The Swiss Fine Art Sale

The Swiss Fine Art Sale

View full screen - View 1 of Lot 18. Les fardeaux, 1909.

Ernest Biéler

Les fardeaux, 1909

Lot Closed

June 15, 01:26 PM GMT

Estimate

280,000 - 350,000 CHF

Lot Details

Description

Ernest Biéler

1863 - 1948

Les fardeaux, 1909


Watercolour on paper

Signed and dated lower left

43 x 79 cm (unframed); 49 x 87.5 cm (framed)


This work will be included in the forthcoming Catalogue Raisonné of the artist currently being prepared by Ethel Mathier. 

Alfred Tissières, Martigny (1913, directly from the artist)
Private collection (thence by descent to the present owner)
James Bolivar Manson, Ernest Biéler. Peintre suisse, Lausanne, 1936, pl. XXII

Works by Biéler of such exceptional quality, colour vibrancy and provenance rarely appear on the market. Les fardeaux has been preserved for more than 60 years by one family and is considered to be one of the artist’s finest masterpieces.  

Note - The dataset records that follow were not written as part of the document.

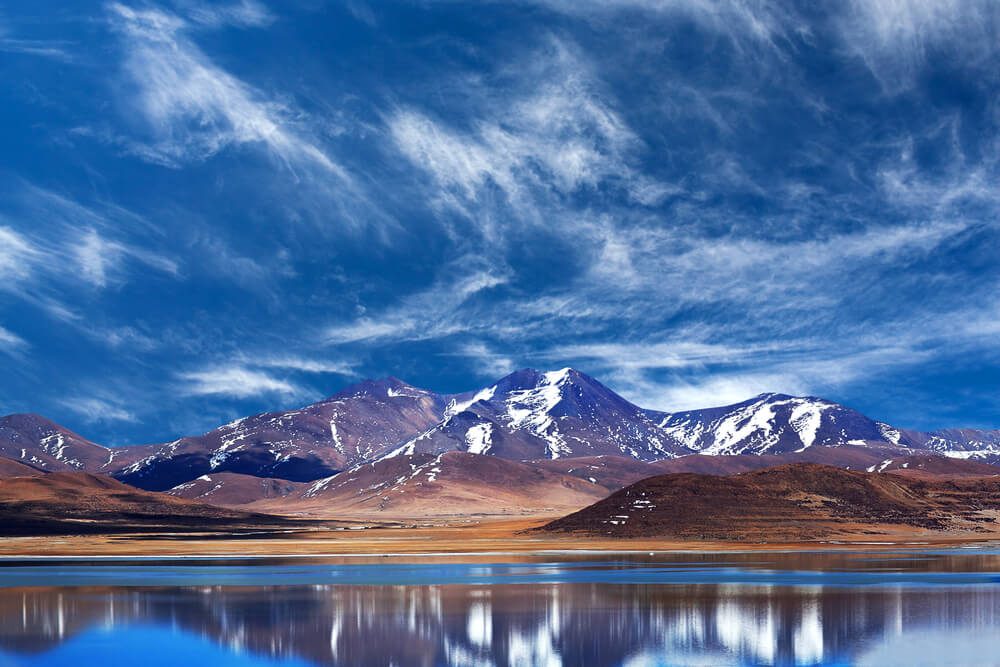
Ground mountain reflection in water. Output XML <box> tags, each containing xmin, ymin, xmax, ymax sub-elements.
<box><xmin>0</xmin><ymin>560</ymin><xmax>1000</xmax><ymax>666</ymax></box>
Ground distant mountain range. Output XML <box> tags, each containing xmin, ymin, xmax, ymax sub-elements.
<box><xmin>0</xmin><ymin>368</ymin><xmax>1000</xmax><ymax>502</ymax></box>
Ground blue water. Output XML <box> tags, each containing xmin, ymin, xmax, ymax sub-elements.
<box><xmin>0</xmin><ymin>551</ymin><xmax>1000</xmax><ymax>667</ymax></box>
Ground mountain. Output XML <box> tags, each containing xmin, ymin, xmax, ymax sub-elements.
<box><xmin>543</xmin><ymin>463</ymin><xmax>1000</xmax><ymax>542</ymax></box>
<box><xmin>0</xmin><ymin>472</ymin><xmax>291</xmax><ymax>536</ymax></box>
<box><xmin>0</xmin><ymin>414</ymin><xmax>111</xmax><ymax>471</ymax></box>
<box><xmin>166</xmin><ymin>472</ymin><xmax>305</xmax><ymax>507</ymax></box>
<box><xmin>887</xmin><ymin>428</ymin><xmax>1000</xmax><ymax>463</ymax></box>
<box><xmin>111</xmin><ymin>378</ymin><xmax>445</xmax><ymax>491</ymax></box>
<box><xmin>268</xmin><ymin>451</ymin><xmax>608</xmax><ymax>518</ymax></box>
<box><xmin>0</xmin><ymin>368</ymin><xmax>1000</xmax><ymax>502</ymax></box>
<box><xmin>660</xmin><ymin>394</ymin><xmax>888</xmax><ymax>455</ymax></box>
<box><xmin>387</xmin><ymin>368</ymin><xmax>684</xmax><ymax>461</ymax></box>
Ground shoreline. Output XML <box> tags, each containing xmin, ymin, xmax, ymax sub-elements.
<box><xmin>0</xmin><ymin>517</ymin><xmax>1000</xmax><ymax>564</ymax></box>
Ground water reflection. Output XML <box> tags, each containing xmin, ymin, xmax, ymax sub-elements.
<box><xmin>0</xmin><ymin>556</ymin><xmax>1000</xmax><ymax>666</ymax></box>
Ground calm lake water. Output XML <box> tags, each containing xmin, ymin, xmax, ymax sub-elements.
<box><xmin>0</xmin><ymin>550</ymin><xmax>1000</xmax><ymax>667</ymax></box>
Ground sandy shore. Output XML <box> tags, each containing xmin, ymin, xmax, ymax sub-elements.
<box><xmin>0</xmin><ymin>517</ymin><xmax>1000</xmax><ymax>558</ymax></box>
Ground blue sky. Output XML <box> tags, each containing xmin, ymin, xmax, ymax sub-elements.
<box><xmin>0</xmin><ymin>0</ymin><xmax>1000</xmax><ymax>444</ymax></box>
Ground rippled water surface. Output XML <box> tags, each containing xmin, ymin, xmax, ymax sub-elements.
<box><xmin>0</xmin><ymin>550</ymin><xmax>1000</xmax><ymax>667</ymax></box>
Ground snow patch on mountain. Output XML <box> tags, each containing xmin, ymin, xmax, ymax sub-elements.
<box><xmin>465</xmin><ymin>423</ymin><xmax>493</xmax><ymax>454</ymax></box>
<box><xmin>506</xmin><ymin>368</ymin><xmax>572</xmax><ymax>459</ymax></box>
<box><xmin>444</xmin><ymin>386</ymin><xmax>497</xmax><ymax>418</ymax></box>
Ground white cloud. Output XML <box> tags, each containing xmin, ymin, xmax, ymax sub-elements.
<box><xmin>840</xmin><ymin>0</ymin><xmax>1000</xmax><ymax>92</ymax></box>
<box><xmin>254</xmin><ymin>356</ymin><xmax>355</xmax><ymax>375</ymax></box>
<box><xmin>178</xmin><ymin>366</ymin><xmax>303</xmax><ymax>398</ymax></box>
<box><xmin>0</xmin><ymin>326</ymin><xmax>28</xmax><ymax>353</ymax></box>
<box><xmin>111</xmin><ymin>4</ymin><xmax>349</xmax><ymax>176</ymax></box>
<box><xmin>60</xmin><ymin>396</ymin><xmax>138</xmax><ymax>422</ymax></box>
<box><xmin>524</xmin><ymin>0</ymin><xmax>806</xmax><ymax>48</ymax></box>
<box><xmin>454</xmin><ymin>342</ymin><xmax>516</xmax><ymax>380</ymax></box>
<box><xmin>186</xmin><ymin>0</ymin><xmax>276</xmax><ymax>28</ymax></box>
<box><xmin>387</xmin><ymin>39</ymin><xmax>656</xmax><ymax>228</ymax></box>
<box><xmin>0</xmin><ymin>226</ymin><xmax>42</xmax><ymax>289</ymax></box>
<box><xmin>324</xmin><ymin>262</ymin><xmax>507</xmax><ymax>344</ymax></box>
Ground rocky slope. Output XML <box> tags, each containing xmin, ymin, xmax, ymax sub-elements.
<box><xmin>0</xmin><ymin>368</ymin><xmax>1000</xmax><ymax>498</ymax></box>
<box><xmin>389</xmin><ymin>368</ymin><xmax>686</xmax><ymax>461</ymax></box>
<box><xmin>266</xmin><ymin>451</ymin><xmax>608</xmax><ymax>518</ymax></box>
<box><xmin>543</xmin><ymin>464</ymin><xmax>1000</xmax><ymax>542</ymax></box>
<box><xmin>0</xmin><ymin>472</ymin><xmax>292</xmax><ymax>536</ymax></box>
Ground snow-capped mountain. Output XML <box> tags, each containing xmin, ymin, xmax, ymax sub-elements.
<box><xmin>0</xmin><ymin>414</ymin><xmax>113</xmax><ymax>472</ymax></box>
<box><xmin>0</xmin><ymin>368</ymin><xmax>1000</xmax><ymax>498</ymax></box>
<box><xmin>893</xmin><ymin>428</ymin><xmax>1000</xmax><ymax>463</ymax></box>
<box><xmin>112</xmin><ymin>378</ymin><xmax>445</xmax><ymax>491</ymax></box>
<box><xmin>659</xmin><ymin>394</ymin><xmax>898</xmax><ymax>455</ymax></box>
<box><xmin>388</xmin><ymin>368</ymin><xmax>686</xmax><ymax>461</ymax></box>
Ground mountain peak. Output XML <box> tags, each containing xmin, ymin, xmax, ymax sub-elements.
<box><xmin>330</xmin><ymin>375</ymin><xmax>428</xmax><ymax>398</ymax></box>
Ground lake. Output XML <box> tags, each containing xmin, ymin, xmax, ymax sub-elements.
<box><xmin>0</xmin><ymin>549</ymin><xmax>1000</xmax><ymax>667</ymax></box>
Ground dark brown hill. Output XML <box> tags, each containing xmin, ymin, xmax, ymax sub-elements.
<box><xmin>0</xmin><ymin>472</ymin><xmax>285</xmax><ymax>536</ymax></box>
<box><xmin>542</xmin><ymin>464</ymin><xmax>1000</xmax><ymax>542</ymax></box>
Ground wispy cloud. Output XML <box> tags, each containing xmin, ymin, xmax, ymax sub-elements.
<box><xmin>60</xmin><ymin>396</ymin><xmax>138</xmax><ymax>423</ymax></box>
<box><xmin>524</xmin><ymin>0</ymin><xmax>807</xmax><ymax>48</ymax></box>
<box><xmin>323</xmin><ymin>262</ymin><xmax>507</xmax><ymax>345</ymax></box>
<box><xmin>0</xmin><ymin>326</ymin><xmax>29</xmax><ymax>354</ymax></box>
<box><xmin>837</xmin><ymin>0</ymin><xmax>1000</xmax><ymax>92</ymax></box>
<box><xmin>181</xmin><ymin>0</ymin><xmax>277</xmax><ymax>28</ymax></box>
<box><xmin>254</xmin><ymin>355</ymin><xmax>356</xmax><ymax>375</ymax></box>
<box><xmin>387</xmin><ymin>38</ymin><xmax>671</xmax><ymax>232</ymax></box>
<box><xmin>178</xmin><ymin>366</ymin><xmax>303</xmax><ymax>398</ymax></box>
<box><xmin>0</xmin><ymin>182</ymin><xmax>181</xmax><ymax>298</ymax></box>
<box><xmin>110</xmin><ymin>4</ymin><xmax>349</xmax><ymax>176</ymax></box>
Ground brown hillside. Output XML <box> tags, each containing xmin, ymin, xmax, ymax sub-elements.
<box><xmin>542</xmin><ymin>464</ymin><xmax>1000</xmax><ymax>542</ymax></box>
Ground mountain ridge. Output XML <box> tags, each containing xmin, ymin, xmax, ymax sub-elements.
<box><xmin>0</xmin><ymin>367</ymin><xmax>1000</xmax><ymax>491</ymax></box>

Ernst Biéler was active between 1905 and 1938 in the Canton of Valais, Switzerland. During this period the artist abandoned traditional oil painting in favour of tempera and watercolour. The extraordinary almost full-length portrait depicting three young girls from the Village of Savièse within the Valaisanne landscape is a seminal work by the artist. As in other portraits of this period, Biéler depicts the tradition of Valais through dedicated attention to traditional costumes and rural scenes that describe everyday life within the mountain landscapes.

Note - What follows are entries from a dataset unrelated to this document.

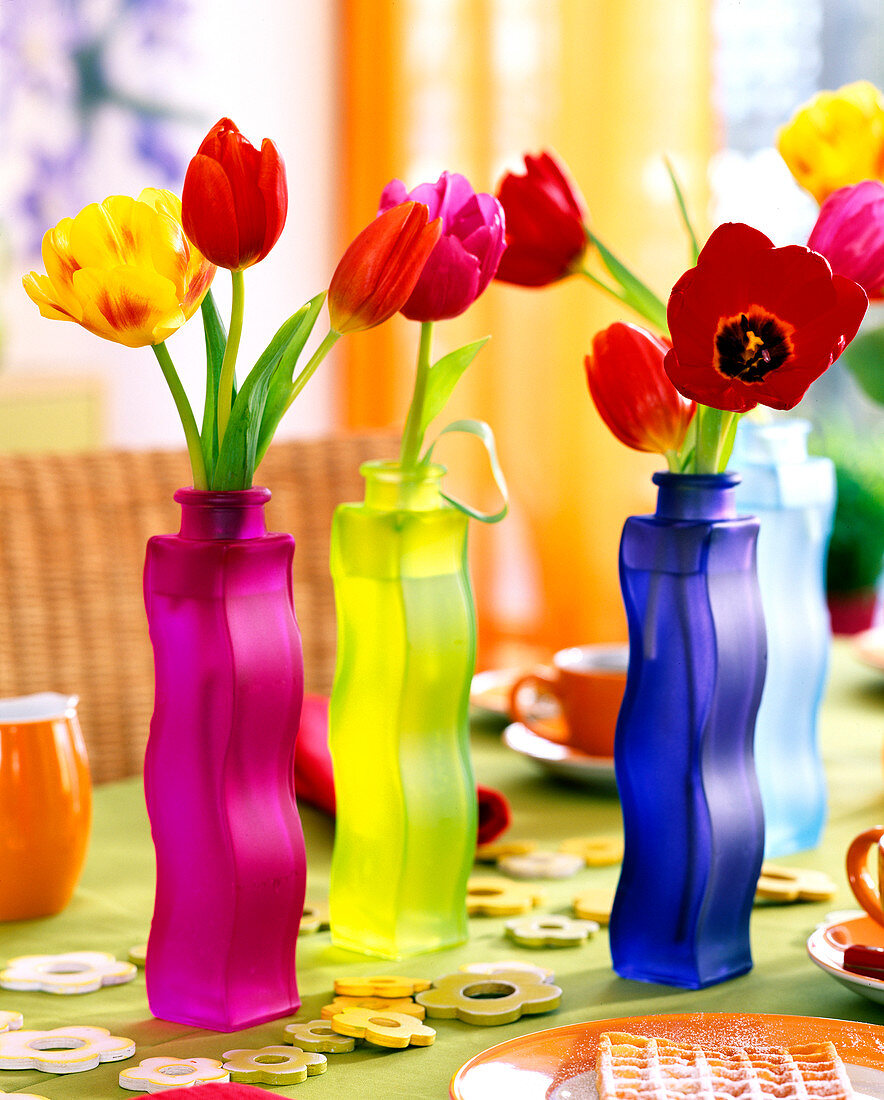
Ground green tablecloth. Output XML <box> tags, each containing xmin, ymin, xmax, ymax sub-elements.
<box><xmin>0</xmin><ymin>641</ymin><xmax>884</xmax><ymax>1100</ymax></box>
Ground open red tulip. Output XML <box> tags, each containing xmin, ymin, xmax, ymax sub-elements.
<box><xmin>664</xmin><ymin>222</ymin><xmax>869</xmax><ymax>413</ymax></box>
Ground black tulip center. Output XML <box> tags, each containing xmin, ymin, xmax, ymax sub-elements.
<box><xmin>715</xmin><ymin>309</ymin><xmax>792</xmax><ymax>383</ymax></box>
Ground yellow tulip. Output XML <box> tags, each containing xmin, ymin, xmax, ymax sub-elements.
<box><xmin>777</xmin><ymin>80</ymin><xmax>884</xmax><ymax>204</ymax></box>
<box><xmin>22</xmin><ymin>188</ymin><xmax>216</xmax><ymax>348</ymax></box>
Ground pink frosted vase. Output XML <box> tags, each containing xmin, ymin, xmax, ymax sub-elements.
<box><xmin>144</xmin><ymin>488</ymin><xmax>306</xmax><ymax>1031</ymax></box>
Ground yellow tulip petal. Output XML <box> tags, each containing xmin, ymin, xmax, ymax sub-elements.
<box><xmin>74</xmin><ymin>266</ymin><xmax>185</xmax><ymax>348</ymax></box>
<box><xmin>22</xmin><ymin>272</ymin><xmax>82</xmax><ymax>322</ymax></box>
<box><xmin>777</xmin><ymin>80</ymin><xmax>884</xmax><ymax>202</ymax></box>
<box><xmin>41</xmin><ymin>218</ymin><xmax>81</xmax><ymax>318</ymax></box>
<box><xmin>139</xmin><ymin>187</ymin><xmax>217</xmax><ymax>308</ymax></box>
<box><xmin>139</xmin><ymin>187</ymin><xmax>181</xmax><ymax>223</ymax></box>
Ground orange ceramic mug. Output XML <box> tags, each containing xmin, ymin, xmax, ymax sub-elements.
<box><xmin>0</xmin><ymin>692</ymin><xmax>92</xmax><ymax>921</ymax></box>
<box><xmin>847</xmin><ymin>825</ymin><xmax>884</xmax><ymax>924</ymax></box>
<box><xmin>510</xmin><ymin>646</ymin><xmax>629</xmax><ymax>758</ymax></box>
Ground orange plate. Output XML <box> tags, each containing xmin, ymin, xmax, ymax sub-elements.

Although the painting is composed in a graphic manner, with strong focus on contours, the facial features of the girls are slightly uniform in order to focus the viewer’s attention on the composition and the village in the background. Biéler strived to highlight the rural motif, the authenticity, the permanence of traditions and culture of the land rather than individuals. Consequently, Biéler offers us an idealized, strong and aestheticised vision of rural life from the first half of the twentieth century, rather than portraying the harshness of peasant life.